Agricultural researchers may be able to use the new knowledge to genetically engineer better crops, he says. "We may be able to use this RNA function -- two RNAs binding to express a gene -- as a molecular tool to regulate a foreign gene that has been introduced into a plant. Or we could use it as a regulatory element to temporarily control the expression of a gene." The discovery also might have an impact on the study of human viruses such as rubella and hepatitis C, which, like the red clover necrotic mosaic virus, have subgenomic RNA, he says.

Until the NC State team made its discovery, scientists thought gene expression was a function controlled only by proteins. "Usually, a number of proteins bind to a promoter region to turn the gene on or off," says Dr. Tim L. Sit, an NC State research associate in plant pathology and one of Lommel's co-authors.

In the case of the red clover necrotic mosaic virus, however, Lommel and his team found a different mechanism at work. The virus contains two RNA components; a polycistronic RNA-1, rna--2

which encodes the viral polymerase (the RNA-reading protein) and capsid protein that forms the virus' protective shell; and RNA-2, which encodes the viral movement protein required for the cell-to-cell spread of infection, Sit explains. "We found that for the RNA-1 component to express the capsid protein, it had to bind with the other RNA molecule," he says.

Next up, Lommel says, is to see if RNA-to-RNA promoter mechanisms are at work in other organisms. "It may be a widely distributed function of RNA that until now scientists have not documented, or it may occur only in viruses, or only in this virus," he says.

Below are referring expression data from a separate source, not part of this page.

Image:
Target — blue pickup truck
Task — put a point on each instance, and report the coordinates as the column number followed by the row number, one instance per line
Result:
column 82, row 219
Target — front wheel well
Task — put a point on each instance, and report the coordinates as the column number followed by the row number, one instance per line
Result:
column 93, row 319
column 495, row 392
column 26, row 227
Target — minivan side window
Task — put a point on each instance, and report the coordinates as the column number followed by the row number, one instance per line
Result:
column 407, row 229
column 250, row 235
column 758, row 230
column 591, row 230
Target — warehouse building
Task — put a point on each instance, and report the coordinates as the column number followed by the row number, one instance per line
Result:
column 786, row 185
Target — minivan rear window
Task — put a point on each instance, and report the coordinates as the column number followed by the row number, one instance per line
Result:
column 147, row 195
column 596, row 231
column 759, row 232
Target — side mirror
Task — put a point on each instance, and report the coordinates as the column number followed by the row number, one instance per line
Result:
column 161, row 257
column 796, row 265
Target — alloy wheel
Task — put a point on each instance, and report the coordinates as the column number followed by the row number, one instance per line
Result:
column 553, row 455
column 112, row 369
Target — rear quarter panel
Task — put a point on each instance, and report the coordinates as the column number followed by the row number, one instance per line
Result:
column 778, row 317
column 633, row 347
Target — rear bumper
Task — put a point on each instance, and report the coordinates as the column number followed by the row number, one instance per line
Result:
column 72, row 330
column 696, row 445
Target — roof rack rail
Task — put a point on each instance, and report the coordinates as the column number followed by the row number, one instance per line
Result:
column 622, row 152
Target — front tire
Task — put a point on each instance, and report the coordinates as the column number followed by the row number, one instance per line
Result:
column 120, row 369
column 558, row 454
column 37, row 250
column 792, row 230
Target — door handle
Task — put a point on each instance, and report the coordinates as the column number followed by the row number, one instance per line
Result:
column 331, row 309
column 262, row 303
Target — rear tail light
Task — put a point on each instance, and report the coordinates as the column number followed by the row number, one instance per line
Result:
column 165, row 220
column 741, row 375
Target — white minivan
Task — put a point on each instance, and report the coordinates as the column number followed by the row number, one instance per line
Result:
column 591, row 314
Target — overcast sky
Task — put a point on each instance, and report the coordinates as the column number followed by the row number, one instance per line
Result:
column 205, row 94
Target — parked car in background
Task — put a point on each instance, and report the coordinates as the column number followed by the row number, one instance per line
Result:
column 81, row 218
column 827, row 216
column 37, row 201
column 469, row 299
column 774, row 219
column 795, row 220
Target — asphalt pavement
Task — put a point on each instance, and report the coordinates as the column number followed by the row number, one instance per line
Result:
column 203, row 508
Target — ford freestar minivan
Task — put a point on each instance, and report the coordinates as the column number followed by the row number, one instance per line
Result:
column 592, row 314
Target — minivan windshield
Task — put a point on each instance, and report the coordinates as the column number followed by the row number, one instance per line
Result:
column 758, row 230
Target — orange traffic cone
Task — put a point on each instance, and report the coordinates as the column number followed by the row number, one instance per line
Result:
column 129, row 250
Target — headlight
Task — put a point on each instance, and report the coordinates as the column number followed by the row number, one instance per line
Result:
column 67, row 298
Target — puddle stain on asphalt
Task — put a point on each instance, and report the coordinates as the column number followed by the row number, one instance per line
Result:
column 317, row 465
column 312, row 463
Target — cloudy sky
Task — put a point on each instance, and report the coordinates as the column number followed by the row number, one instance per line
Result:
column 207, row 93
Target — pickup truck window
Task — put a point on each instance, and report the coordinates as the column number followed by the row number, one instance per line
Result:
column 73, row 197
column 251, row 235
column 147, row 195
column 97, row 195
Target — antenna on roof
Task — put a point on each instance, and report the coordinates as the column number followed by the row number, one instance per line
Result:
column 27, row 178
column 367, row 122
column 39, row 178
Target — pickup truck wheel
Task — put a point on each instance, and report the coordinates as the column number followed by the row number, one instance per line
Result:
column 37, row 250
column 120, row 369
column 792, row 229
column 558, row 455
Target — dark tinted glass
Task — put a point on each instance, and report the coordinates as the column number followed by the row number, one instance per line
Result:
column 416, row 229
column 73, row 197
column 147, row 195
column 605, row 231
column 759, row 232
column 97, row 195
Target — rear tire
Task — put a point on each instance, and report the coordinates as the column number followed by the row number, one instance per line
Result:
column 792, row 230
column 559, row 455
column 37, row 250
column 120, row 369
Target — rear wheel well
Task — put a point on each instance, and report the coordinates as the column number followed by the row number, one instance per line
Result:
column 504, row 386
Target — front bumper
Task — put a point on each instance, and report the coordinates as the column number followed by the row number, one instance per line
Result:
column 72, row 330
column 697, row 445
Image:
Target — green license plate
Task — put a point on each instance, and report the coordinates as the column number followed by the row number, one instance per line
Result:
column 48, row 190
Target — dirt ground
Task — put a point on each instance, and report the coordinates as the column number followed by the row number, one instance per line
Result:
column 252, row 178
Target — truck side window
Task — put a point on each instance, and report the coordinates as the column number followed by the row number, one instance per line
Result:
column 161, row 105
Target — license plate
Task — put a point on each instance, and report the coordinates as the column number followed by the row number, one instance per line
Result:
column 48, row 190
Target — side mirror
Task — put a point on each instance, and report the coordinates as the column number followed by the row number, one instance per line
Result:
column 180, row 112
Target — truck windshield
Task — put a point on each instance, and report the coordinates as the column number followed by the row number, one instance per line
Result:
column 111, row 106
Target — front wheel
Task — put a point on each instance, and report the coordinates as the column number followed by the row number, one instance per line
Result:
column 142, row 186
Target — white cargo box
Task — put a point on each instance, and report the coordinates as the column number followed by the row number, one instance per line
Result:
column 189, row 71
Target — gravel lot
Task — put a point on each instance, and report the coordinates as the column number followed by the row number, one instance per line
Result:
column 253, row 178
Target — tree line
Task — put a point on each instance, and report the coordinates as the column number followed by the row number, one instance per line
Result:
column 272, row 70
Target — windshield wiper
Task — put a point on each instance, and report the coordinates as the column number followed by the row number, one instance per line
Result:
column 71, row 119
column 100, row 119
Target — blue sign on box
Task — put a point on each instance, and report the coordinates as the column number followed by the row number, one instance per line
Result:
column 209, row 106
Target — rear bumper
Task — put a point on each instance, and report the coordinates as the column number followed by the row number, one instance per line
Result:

The red clover necrotic mosaic virus is an obscure plant pathogen but is a good model virus for study, Lommel says, because of its relatively simple genetic makeup -- its genome is composed of only two single-stranded RNA components.

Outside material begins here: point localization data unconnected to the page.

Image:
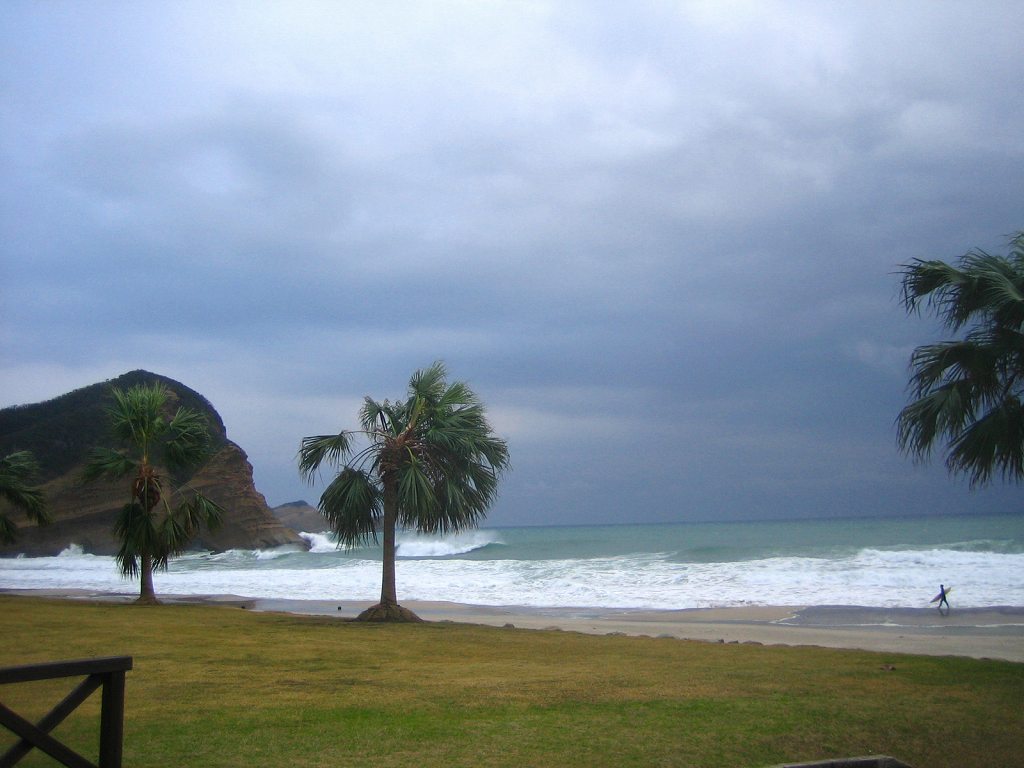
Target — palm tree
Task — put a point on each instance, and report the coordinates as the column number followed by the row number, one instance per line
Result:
column 431, row 463
column 150, row 529
column 968, row 392
column 17, row 471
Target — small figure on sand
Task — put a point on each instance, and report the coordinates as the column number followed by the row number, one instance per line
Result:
column 941, row 597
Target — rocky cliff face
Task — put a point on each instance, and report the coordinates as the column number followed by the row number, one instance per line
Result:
column 301, row 517
column 61, row 431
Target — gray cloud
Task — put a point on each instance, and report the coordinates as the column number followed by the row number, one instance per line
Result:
column 662, row 241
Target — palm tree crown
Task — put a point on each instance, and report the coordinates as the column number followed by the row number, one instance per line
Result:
column 17, row 471
column 154, row 442
column 969, row 391
column 429, row 463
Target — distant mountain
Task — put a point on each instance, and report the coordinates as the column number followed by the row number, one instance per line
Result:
column 61, row 431
column 301, row 517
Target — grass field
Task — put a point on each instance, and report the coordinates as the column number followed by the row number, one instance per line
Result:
column 220, row 686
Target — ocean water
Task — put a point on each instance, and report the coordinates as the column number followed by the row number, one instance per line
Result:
column 890, row 562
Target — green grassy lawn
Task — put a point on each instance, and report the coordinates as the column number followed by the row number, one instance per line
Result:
column 220, row 686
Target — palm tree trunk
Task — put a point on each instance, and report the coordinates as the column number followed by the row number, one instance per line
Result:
column 389, row 595
column 146, row 594
column 388, row 609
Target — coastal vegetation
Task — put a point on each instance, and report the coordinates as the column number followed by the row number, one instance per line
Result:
column 17, row 475
column 431, row 465
column 223, row 687
column 967, row 392
column 159, row 520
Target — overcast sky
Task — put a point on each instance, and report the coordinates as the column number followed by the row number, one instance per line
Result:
column 660, row 240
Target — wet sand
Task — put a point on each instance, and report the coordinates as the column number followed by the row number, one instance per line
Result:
column 979, row 633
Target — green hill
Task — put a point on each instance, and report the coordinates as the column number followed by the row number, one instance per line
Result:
column 61, row 431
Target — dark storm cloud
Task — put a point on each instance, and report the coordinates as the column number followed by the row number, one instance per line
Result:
column 660, row 241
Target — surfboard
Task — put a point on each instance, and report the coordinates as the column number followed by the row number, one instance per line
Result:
column 939, row 596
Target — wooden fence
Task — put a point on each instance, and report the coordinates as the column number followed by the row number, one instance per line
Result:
column 108, row 673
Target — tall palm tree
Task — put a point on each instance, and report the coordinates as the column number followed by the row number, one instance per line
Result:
column 431, row 463
column 155, row 442
column 17, row 471
column 968, row 392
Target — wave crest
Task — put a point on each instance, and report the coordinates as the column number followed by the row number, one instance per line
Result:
column 460, row 544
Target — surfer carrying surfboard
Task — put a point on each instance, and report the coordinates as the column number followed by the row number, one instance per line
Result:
column 941, row 597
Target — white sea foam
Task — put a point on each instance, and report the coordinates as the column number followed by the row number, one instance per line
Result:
column 476, row 567
column 459, row 544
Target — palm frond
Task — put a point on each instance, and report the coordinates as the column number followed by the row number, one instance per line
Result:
column 993, row 442
column 945, row 411
column 352, row 505
column 8, row 530
column 133, row 528
column 136, row 416
column 17, row 473
column 187, row 439
column 316, row 450
column 110, row 464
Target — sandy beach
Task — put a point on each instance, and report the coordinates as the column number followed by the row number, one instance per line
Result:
column 978, row 633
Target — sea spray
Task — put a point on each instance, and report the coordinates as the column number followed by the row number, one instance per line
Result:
column 872, row 563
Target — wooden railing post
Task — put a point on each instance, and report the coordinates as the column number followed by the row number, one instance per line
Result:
column 108, row 673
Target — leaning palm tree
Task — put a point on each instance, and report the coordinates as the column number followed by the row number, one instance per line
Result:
column 431, row 463
column 968, row 392
column 150, row 529
column 17, row 471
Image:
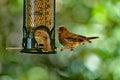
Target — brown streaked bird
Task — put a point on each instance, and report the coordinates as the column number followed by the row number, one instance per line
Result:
column 71, row 40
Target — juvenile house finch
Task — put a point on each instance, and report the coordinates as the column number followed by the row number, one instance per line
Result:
column 70, row 40
column 42, row 38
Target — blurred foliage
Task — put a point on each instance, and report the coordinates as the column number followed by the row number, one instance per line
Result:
column 97, row 61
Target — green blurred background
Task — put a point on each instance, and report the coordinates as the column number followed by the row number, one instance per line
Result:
column 97, row 61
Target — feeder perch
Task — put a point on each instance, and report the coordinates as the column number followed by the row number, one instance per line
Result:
column 39, row 26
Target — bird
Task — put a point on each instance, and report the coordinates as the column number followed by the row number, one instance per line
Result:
column 71, row 40
column 43, row 39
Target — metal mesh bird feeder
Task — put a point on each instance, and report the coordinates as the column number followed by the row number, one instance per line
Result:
column 39, row 26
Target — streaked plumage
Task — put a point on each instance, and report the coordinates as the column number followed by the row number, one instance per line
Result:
column 71, row 40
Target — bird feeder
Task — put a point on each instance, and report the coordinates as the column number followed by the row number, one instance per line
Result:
column 39, row 26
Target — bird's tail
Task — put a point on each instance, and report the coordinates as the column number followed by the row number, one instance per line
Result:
column 90, row 38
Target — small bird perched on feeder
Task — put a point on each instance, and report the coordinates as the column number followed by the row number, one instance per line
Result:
column 71, row 40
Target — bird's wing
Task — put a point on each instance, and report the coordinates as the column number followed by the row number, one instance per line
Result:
column 74, row 39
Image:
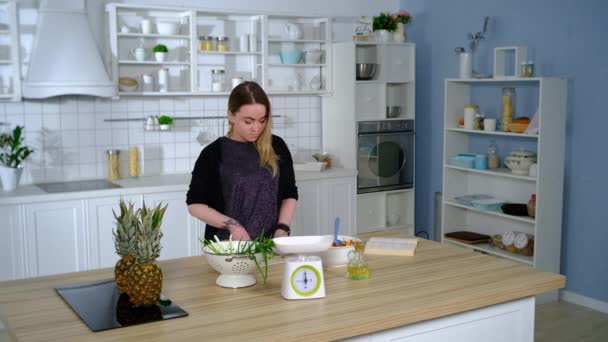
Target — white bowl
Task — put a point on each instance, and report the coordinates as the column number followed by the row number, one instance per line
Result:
column 166, row 27
column 338, row 256
column 235, row 269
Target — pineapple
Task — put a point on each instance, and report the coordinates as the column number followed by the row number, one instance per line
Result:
column 146, row 278
column 124, row 241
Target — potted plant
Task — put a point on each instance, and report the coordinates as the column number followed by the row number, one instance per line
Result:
column 401, row 18
column 383, row 24
column 165, row 122
column 160, row 52
column 12, row 153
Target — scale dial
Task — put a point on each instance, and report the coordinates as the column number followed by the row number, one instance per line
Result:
column 305, row 280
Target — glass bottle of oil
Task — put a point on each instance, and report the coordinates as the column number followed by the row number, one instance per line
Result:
column 357, row 267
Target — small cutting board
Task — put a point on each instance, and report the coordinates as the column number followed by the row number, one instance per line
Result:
column 468, row 237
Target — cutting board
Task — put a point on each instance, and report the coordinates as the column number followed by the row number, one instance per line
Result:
column 468, row 237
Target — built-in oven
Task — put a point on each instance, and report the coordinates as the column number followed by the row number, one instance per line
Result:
column 385, row 155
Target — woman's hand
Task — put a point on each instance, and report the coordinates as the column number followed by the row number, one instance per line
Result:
column 238, row 232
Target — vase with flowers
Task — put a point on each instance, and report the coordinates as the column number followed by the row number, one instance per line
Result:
column 401, row 18
column 383, row 24
column 12, row 154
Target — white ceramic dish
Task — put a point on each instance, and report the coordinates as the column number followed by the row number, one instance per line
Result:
column 165, row 27
column 302, row 244
column 338, row 256
column 235, row 270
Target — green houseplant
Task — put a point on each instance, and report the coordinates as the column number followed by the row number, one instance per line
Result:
column 165, row 122
column 12, row 154
column 160, row 52
column 383, row 24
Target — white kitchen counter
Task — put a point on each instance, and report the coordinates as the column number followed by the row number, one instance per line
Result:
column 148, row 184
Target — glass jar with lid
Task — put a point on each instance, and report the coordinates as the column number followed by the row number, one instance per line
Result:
column 218, row 78
column 223, row 43
column 204, row 44
column 508, row 104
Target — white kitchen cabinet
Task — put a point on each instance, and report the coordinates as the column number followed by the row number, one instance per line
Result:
column 101, row 223
column 547, row 97
column 310, row 209
column 125, row 25
column 12, row 244
column 10, row 63
column 56, row 238
column 321, row 201
column 190, row 65
column 393, row 85
column 180, row 231
column 341, row 196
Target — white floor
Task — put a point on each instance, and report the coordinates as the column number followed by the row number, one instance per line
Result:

NC State has applied for a patent on the discovery.

Recent NC State graduate student Andrew A. Vaewhongs was a member of Lommel's team, and co-authored the Science paper. The team's research was funded by the National Science Foundation.

-- lucas --

NOTE TO EDITORS: An abstract of the NC State researchers' Science paper follows. For copies of the full article, call or e-mail Tim Lucas or Sara Frisch, NC State News Services, at (919) 515-3470 or [email protected] and [email protected].

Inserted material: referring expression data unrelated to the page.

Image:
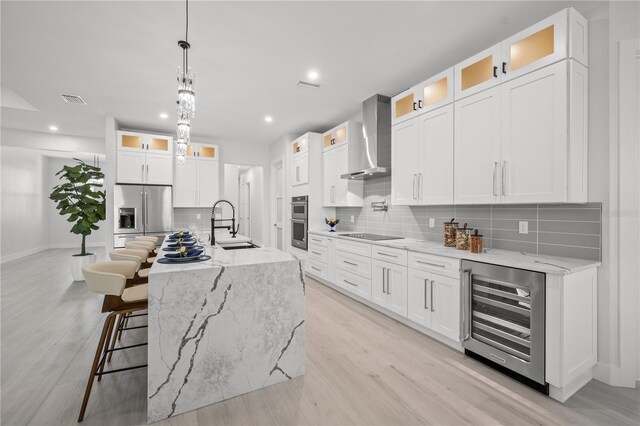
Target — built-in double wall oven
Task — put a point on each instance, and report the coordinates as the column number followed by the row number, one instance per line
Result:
column 299, row 221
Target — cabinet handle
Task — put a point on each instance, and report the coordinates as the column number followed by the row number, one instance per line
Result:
column 504, row 178
column 430, row 264
column 385, row 254
column 425, row 293
column 388, row 282
column 495, row 166
column 432, row 308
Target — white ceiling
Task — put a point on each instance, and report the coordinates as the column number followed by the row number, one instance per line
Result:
column 121, row 57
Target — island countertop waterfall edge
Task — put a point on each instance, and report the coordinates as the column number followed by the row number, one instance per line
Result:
column 222, row 328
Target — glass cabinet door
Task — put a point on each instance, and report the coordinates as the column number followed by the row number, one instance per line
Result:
column 478, row 73
column 131, row 141
column 536, row 47
column 404, row 106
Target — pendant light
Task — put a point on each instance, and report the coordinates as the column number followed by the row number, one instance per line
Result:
column 186, row 97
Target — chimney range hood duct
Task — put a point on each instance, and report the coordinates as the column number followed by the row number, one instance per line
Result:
column 370, row 155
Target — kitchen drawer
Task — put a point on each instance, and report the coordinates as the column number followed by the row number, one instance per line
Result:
column 353, row 263
column 389, row 254
column 435, row 264
column 318, row 253
column 318, row 240
column 319, row 269
column 354, row 283
column 363, row 249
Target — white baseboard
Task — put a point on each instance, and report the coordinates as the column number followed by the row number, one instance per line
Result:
column 35, row 250
column 21, row 254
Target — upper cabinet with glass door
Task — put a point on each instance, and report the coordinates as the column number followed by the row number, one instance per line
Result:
column 341, row 134
column 561, row 36
column 433, row 93
column 142, row 142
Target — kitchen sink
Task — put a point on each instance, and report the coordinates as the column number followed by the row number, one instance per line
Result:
column 238, row 246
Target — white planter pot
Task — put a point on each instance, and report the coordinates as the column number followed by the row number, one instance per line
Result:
column 77, row 262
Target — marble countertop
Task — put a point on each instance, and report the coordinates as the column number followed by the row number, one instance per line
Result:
column 222, row 257
column 522, row 260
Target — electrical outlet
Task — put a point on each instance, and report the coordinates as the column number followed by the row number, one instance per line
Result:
column 523, row 227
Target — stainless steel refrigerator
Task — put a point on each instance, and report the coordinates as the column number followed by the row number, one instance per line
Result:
column 141, row 210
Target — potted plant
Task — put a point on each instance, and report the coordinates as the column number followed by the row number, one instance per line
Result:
column 80, row 198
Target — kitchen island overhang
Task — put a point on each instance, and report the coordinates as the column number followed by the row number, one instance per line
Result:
column 222, row 328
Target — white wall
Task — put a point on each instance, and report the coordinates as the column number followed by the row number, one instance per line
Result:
column 58, row 229
column 22, row 224
column 255, row 177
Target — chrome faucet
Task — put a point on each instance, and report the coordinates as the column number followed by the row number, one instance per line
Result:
column 232, row 228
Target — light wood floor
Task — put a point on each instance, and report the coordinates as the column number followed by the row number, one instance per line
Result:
column 362, row 368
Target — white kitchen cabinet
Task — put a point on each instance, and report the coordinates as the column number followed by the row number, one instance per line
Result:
column 197, row 183
column 478, row 73
column 563, row 35
column 207, row 182
column 300, row 169
column 524, row 141
column 338, row 192
column 144, row 159
column 434, row 302
column 422, row 159
column 389, row 286
column 432, row 93
column 534, row 146
column 405, row 162
column 477, row 148
column 130, row 166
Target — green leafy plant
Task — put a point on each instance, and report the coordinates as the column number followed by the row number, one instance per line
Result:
column 79, row 198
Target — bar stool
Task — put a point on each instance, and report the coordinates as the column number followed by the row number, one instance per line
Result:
column 134, row 255
column 120, row 298
column 143, row 245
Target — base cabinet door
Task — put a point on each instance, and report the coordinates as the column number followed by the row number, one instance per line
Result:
column 159, row 169
column 477, row 148
column 418, row 305
column 130, row 167
column 397, row 289
column 208, row 178
column 444, row 306
column 184, row 184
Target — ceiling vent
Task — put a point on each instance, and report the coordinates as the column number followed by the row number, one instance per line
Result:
column 73, row 99
column 307, row 84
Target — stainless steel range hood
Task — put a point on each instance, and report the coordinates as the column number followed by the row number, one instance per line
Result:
column 370, row 155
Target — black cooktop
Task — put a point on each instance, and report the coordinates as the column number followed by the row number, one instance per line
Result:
column 371, row 237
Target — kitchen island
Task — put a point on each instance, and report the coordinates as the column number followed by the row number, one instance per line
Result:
column 223, row 327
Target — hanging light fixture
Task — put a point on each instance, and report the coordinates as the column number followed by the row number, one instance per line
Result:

"RNA-Mediated Trans-Activation of Transcription From a Viral RNA" Published Aug. 7, 1998 in Science, Vol. 281 Authors: Tim L. Sit, Andrew A. Vaewhongs, Steven A. Lommel, Department of Plant Pathology, North Carolina State University

ABSTRACT: The red clover necrotic mosaic virus genome is composed of two single-stranded RNA components, RNA-1 and RNA-2. The viral capsid protein is translated from a subgenomic RNA (sgRNA) that is transcribed from genomic RNA-1. Here, a 34-nucleotide sequence in RNA-2 is shown to be required for transcription of sgRNA. Mutations that prevent base-pairing between the RNA-1 subgenomic promoter and the 34-nucleotide trans-activator prevent expression of a reporter gene. A model is proposed in which direct binding of RNA-2 to RNA-1 trans-activates sgRNA synthesis. This RNA-mediated regulation of transcription is unusual among RNA viruses, which typically rely on protein regulators.